Many states are taking notice of New Hampshire’s successful online K-12 school, the Virtual Learning Academy Charter School (VLACS). Several attributes make it stand out from other online K-12 options: strong student-teacher relationships, a focus on competency, personalized instruction, and the unique way the state funds the school, according to The Hetchinger Report. By emphasizing student-teacher relationships, it makes students feel like they matter. At VLACS, the administration and teachers don’t just treat kids like a number–they take time to get to know them and their parents:
“We talk with every new student and the parents,” said VLACS physical education and wellness teacher Lisa Kent, interviewed at her home in Amherst, New Hampshire. During these introductory sessions, by phone or web chat, Kent explains course logistics — for example, how she and the student will meet (virtually) at least once a month and how to upload weekly assignments.
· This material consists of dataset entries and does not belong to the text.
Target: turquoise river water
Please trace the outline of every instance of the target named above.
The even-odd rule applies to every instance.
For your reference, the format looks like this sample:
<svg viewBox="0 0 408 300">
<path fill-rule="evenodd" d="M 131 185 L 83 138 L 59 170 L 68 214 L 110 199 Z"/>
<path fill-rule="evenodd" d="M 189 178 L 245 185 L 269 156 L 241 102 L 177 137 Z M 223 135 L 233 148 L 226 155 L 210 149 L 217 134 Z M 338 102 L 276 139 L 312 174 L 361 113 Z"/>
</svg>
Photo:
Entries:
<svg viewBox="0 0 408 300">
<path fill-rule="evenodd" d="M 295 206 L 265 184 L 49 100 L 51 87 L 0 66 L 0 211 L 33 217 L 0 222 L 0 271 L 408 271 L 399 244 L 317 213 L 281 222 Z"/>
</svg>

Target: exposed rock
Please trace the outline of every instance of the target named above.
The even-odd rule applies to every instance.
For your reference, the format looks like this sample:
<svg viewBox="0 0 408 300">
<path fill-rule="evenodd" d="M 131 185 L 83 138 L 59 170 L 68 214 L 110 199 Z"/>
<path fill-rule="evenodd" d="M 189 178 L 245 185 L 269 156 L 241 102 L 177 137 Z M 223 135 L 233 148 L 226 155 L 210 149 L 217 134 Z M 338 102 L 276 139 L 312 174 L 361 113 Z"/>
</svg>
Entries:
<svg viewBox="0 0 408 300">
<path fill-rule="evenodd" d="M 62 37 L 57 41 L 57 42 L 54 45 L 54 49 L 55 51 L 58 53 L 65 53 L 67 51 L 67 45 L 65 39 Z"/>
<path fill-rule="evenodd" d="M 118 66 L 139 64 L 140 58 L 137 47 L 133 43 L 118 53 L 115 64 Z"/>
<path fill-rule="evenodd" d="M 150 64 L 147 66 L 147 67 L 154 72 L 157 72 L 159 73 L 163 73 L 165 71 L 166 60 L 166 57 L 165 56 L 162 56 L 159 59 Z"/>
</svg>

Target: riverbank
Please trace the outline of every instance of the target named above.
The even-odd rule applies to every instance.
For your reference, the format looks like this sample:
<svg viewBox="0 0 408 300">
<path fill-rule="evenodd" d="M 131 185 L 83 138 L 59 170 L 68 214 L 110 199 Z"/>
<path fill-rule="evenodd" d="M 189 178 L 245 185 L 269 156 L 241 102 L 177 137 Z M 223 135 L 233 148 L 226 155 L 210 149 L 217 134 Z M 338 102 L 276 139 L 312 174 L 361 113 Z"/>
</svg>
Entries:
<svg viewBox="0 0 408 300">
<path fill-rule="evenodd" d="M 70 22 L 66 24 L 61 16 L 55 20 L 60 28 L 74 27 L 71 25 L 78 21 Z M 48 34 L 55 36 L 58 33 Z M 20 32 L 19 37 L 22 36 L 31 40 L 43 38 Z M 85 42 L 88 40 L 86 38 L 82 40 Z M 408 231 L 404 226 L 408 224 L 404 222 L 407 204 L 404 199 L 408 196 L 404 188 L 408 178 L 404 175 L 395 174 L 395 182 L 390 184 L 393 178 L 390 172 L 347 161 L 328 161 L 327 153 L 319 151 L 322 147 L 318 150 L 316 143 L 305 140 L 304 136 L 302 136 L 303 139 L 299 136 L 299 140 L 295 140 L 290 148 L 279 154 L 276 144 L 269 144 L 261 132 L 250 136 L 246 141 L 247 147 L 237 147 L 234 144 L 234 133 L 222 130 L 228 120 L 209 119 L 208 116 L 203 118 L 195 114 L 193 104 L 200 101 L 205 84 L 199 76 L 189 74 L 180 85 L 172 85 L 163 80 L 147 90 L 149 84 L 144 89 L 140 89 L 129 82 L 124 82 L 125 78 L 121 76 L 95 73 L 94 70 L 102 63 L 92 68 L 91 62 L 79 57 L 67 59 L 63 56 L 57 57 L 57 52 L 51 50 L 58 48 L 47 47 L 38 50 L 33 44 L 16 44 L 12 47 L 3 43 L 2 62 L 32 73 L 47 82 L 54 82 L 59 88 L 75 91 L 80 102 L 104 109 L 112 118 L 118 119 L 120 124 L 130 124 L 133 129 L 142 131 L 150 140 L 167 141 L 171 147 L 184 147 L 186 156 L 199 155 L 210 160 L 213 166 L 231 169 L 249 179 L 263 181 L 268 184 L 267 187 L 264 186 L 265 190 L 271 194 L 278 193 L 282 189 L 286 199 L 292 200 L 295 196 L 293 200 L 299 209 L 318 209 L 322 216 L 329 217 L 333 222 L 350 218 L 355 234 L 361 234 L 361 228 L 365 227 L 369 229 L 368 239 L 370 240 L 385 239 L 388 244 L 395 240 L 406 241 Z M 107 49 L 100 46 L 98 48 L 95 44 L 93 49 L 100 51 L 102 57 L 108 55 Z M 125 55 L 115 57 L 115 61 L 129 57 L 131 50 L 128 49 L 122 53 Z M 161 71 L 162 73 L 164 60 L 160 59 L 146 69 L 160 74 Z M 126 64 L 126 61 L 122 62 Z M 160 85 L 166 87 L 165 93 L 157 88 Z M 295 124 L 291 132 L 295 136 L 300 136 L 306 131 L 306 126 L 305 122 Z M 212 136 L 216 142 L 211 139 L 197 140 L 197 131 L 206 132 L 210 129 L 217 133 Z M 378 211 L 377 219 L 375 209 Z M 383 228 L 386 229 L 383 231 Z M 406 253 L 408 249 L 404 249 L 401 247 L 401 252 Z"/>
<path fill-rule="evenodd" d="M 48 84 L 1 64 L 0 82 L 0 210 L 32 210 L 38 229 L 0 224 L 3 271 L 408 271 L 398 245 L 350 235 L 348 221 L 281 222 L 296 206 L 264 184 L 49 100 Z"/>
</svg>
A week later, there’s a follow-up call. “That’s when I ask students why they’re taking my course, and what their goals are,” said Kent… “Being ever present is paramount to building that working relationship,” she said. “Students need to know you’re there, seeing what they do, and that you care about and support them.”
Those relationships also help teachers connect with their students and bring kids’ interests and passions into the classroom, just like a traditional brick-and-mortar school. The focus on subject mastery–rather than seat time–suits the online model in similar ways as the traditional school, too. Students move on through a course when they prove they’ve learned the previous subject material, allowing them more time with difficult concepts and not dwelling on things they’ve already shown they know. Taken together, the teachers agree it’s a recipe for success:
“Over the years, I’ve come to appreciate the capacity of every learner to excel when you let them approach a subject through their interests at a pace and style that suits them,” said Bramante, who began her career in the 1970s as a middle school English teacher.
When it comes to working together, the partnership between VLACS, the state, and traditional schools are strong. Districts don’t get penalized if their students take one, a few, or all of their courses online through VLACS. It makes sure that VLACS and schools are working together, not competing for scarce funds.
And, VLACS gets paid for performance: courses are divided into competencies, and VLACS gets a a prorated sum for the ones the student has mastered. If a student only completes half the course, VLACS gets half of the money. It places the incentive on learning and teaching over stacking enrollment lists.
The performance-based, personalized approach to online learning has culminated into one of the few really successful web-based K-12 schools in the country. And it’s gaining attention.